After generating MCMC chains, their suitability should be assessed. This can be done, in part, via the Trace_Plot function included with BASSLINE which will plot a chain for a variable across (non-discarded) iterations. We will investigate the chain for \(\beta_1\) from the log-normal model.

Trace_plot(1, LN)

For additional analysis of chains, the coda package is recommended which offers many different functions:

library(coda)
plot(as.mcmc(LN[,1:10]))

ACF plots are also available via coda:

acfplot(as.mcmc(LN[,1:10]))

Deviance Information Criterion

The deviance information criterion (DIC), a hierarchical modeling generalization of the Akaike information criterion (Spiegelhalter et al. 2002), can be easily calculated for the 5 models.

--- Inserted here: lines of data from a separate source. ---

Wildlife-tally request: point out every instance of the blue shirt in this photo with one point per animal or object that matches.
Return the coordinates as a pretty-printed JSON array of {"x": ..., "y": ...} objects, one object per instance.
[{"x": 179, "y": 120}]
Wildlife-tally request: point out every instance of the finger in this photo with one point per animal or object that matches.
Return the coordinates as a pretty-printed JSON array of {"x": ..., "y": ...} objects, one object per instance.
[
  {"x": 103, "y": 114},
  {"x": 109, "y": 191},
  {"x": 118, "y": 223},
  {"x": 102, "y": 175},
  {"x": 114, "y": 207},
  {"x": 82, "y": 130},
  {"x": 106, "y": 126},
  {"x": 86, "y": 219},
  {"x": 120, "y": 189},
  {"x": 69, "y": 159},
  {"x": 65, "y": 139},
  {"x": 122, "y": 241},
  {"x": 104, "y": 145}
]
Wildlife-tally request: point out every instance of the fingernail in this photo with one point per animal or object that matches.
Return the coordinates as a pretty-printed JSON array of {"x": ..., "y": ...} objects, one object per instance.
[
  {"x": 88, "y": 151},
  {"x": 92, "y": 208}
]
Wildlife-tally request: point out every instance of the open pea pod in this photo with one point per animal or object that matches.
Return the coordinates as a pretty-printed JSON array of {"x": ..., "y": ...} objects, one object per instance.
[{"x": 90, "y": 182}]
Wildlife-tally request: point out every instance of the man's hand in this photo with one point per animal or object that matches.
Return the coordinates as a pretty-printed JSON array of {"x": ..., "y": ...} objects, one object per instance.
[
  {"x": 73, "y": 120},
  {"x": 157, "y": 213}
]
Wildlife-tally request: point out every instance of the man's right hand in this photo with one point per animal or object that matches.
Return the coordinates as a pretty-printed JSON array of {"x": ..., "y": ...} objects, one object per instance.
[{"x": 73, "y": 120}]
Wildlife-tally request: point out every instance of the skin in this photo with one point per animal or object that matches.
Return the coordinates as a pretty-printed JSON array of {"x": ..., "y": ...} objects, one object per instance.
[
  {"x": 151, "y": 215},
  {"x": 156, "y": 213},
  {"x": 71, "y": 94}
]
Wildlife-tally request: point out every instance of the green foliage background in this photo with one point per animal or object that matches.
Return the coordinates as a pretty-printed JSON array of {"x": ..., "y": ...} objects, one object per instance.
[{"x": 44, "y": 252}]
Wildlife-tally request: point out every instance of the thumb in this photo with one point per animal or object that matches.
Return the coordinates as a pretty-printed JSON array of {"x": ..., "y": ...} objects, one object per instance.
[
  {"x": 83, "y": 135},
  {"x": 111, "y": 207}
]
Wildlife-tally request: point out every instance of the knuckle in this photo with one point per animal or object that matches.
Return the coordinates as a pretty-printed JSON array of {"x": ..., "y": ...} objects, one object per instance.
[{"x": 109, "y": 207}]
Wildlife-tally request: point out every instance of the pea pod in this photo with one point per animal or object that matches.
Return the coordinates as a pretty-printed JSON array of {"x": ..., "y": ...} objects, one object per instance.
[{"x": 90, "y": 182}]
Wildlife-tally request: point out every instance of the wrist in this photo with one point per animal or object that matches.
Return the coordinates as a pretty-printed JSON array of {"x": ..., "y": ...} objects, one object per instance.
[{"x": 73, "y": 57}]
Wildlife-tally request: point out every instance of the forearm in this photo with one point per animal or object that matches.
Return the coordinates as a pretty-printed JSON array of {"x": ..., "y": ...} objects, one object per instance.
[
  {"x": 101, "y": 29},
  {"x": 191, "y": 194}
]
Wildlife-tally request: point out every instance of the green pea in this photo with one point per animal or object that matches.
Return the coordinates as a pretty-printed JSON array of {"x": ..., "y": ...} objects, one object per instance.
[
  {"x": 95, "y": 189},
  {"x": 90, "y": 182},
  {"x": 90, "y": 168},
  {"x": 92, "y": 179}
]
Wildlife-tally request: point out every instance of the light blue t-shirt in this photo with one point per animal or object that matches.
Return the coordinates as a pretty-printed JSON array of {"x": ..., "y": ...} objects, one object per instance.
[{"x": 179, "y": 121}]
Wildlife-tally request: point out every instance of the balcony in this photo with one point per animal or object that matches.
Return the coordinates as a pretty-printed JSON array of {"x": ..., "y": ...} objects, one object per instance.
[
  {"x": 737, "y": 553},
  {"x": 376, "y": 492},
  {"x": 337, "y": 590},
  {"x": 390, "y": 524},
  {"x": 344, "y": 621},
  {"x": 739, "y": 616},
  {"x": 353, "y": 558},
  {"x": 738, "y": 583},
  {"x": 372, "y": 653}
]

If the deviance is defined as

\[D\left(\theta, y\right) = -2 \log\left(f\left(y|\theta\right)\right)\]

then

\[ DIC = D\left(\bar{\theta}\right) + 2p_D \]

Where \(p_D\) is the number of effective parameters.

Each member of the log-normal family has a function to calculate DIC. We will present an example using the log-normal distribution and compare two models with differing covariates (all of the available covariates vs. only the last 4 covariates).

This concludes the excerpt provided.